Labour promises reformed and tougher competition law “to deter anti-competitive practices and abuses of market power”, while the Tories major on our competitive advantage coming from “the lower costs facing our businesses” and the threats to the British cost-base posed by the Social Chapter and the national minimum wage.

I can find no imaginative development in the differences between the public and private sectors that have developed over the past 18 years of Conservative government, nor any indication as to how that distinction could be exploited to the advantage of a government in power, on behalf of the people that such industries serve.

Many services – particularly privatised utility services – remain strongly associated in the public mind with a responsibility of government. If our lights go out, or the water dries in the tap, or even if our phone fails to make a connection, we remain far more likely to blame government than the companies that deliver these services. It may be that the companies collect some brickbats, but they are invariably delivered in the context of “so much for privatisation”.

The Government has created a terrible dilemma for itself during the past decade in the time when privatisation really developed its radical momentum. On the one hand, it wants very much to be able to say that the private sector must look after itself and that market forces are not for governments to meddle in. On the other hand, it is keenly aware that, as the Government of privatisation, it cannot wash its hands entirely of the private sector. All too often the reply to a government that claims no responsibility for the standards of private-sector services would be: “Yes, but you privatised it.”

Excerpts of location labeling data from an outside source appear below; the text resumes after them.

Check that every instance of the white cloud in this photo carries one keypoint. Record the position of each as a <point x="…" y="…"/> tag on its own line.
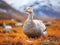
<point x="20" y="3"/>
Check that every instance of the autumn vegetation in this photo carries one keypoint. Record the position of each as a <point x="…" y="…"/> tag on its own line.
<point x="19" y="38"/>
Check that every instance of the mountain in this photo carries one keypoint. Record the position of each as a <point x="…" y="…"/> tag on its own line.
<point x="7" y="12"/>
<point x="45" y="8"/>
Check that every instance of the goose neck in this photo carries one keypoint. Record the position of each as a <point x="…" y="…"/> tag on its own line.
<point x="30" y="16"/>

This has led to corporate liberation in the capital markets, but simultaneous imprisonment in a heavy-handed regime of regulation. British Gas, privatised as a monopoly, has been regulated into a break-up and may, by the millennium, have proved to have been regulated into being taken over by other corporations. BT has been constrained from exploiting its infrastructure in free markets in the UK to the extent that it has been driven to seek its global fortune in collaboration with a US corporation.

The same contradiction between liberation and constraint has led to some odd psychology, too. Michael Heseltine, as Trade Secretary in a supposedly free-enterprise economy, spoke of intervening in industry as necessary before any meal of the day.

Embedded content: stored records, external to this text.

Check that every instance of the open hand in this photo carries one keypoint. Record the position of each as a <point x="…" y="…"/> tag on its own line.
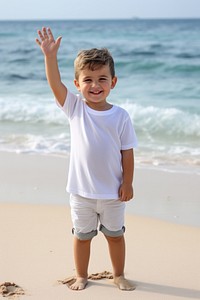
<point x="46" y="41"/>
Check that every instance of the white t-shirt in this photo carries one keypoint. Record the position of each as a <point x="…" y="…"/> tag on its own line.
<point x="97" y="137"/>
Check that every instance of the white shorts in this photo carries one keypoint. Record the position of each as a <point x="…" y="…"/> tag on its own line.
<point x="88" y="213"/>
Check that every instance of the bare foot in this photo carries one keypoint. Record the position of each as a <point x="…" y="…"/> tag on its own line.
<point x="123" y="284"/>
<point x="79" y="284"/>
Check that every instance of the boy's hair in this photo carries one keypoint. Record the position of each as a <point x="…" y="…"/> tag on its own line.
<point x="93" y="59"/>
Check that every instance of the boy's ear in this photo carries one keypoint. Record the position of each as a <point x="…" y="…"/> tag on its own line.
<point x="114" y="81"/>
<point x="77" y="84"/>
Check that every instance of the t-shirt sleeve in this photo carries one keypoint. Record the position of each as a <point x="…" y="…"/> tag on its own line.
<point x="128" y="135"/>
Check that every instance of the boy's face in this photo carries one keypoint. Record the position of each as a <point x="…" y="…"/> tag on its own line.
<point x="95" y="85"/>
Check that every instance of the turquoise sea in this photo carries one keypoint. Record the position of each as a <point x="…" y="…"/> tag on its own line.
<point x="158" y="69"/>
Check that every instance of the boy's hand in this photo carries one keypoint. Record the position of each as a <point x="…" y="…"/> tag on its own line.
<point x="47" y="43"/>
<point x="125" y="192"/>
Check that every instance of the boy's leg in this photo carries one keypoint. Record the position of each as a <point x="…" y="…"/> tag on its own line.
<point x="117" y="255"/>
<point x="81" y="257"/>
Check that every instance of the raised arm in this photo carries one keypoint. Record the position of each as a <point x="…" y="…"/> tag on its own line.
<point x="50" y="47"/>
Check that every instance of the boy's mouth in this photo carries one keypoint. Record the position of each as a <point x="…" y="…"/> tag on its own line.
<point x="95" y="92"/>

I well remember another vivid example of the Government’s inability to let go of the state-owned hand. Just after the Lockerbie air disaster, Sir Norman Payne, then chairman of BAA (the privatised British Airports Authority), was summoned airily to the Department of Transport, for all the world as though he was a nationalised industry lackey.

The challenge has always been for this Government to fulfil its avowed intention and not to meddle in the private sector. But so long as customers and consumers continue to blame politicians, rather than company directors, for the failure of household services or the failure of trains to run on time, then meddle it must.

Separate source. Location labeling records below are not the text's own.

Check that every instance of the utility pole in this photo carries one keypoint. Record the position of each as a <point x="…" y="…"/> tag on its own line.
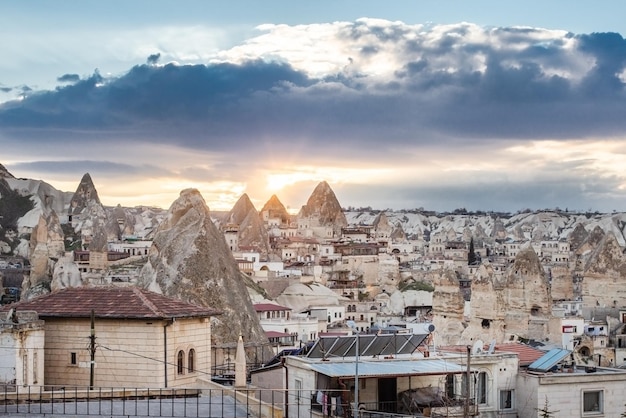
<point x="467" y="382"/>
<point x="92" y="349"/>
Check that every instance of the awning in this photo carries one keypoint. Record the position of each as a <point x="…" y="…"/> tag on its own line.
<point x="389" y="368"/>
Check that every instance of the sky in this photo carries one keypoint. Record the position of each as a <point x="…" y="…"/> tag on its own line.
<point x="483" y="105"/>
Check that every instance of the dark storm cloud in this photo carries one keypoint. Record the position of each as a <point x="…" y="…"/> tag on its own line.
<point x="153" y="59"/>
<point x="103" y="168"/>
<point x="498" y="195"/>
<point x="221" y="106"/>
<point x="68" y="78"/>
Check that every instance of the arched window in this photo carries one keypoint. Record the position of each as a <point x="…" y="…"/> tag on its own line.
<point x="191" y="360"/>
<point x="180" y="362"/>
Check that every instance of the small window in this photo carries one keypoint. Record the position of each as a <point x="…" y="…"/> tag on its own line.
<point x="481" y="390"/>
<point x="506" y="399"/>
<point x="191" y="358"/>
<point x="593" y="402"/>
<point x="180" y="362"/>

Yet the experience of other countries proves it must be possible to transfer the perception of responsibility from government to private enterprise. The Americans expect companies, not politicians, to run their lives. And there is some indication that progress in this regard is being made in the UK – in telecoms, for example, we should increasingly see a choice of private providers and networks shouldering the responsibility of supply.

It would be a rich irony indeed if it were to be a Labour government that was the first to have the balls to say: “Nothing to do with us – it’s a private-sector company” (it might add that it didn’t privatise it in the first place). But there was little to presage that in last week’s brochures, full of promises of firmer and fairer regulation.

British industry doesn’t need more regulation, it needs a better private sector – that is the real challenge of the next government.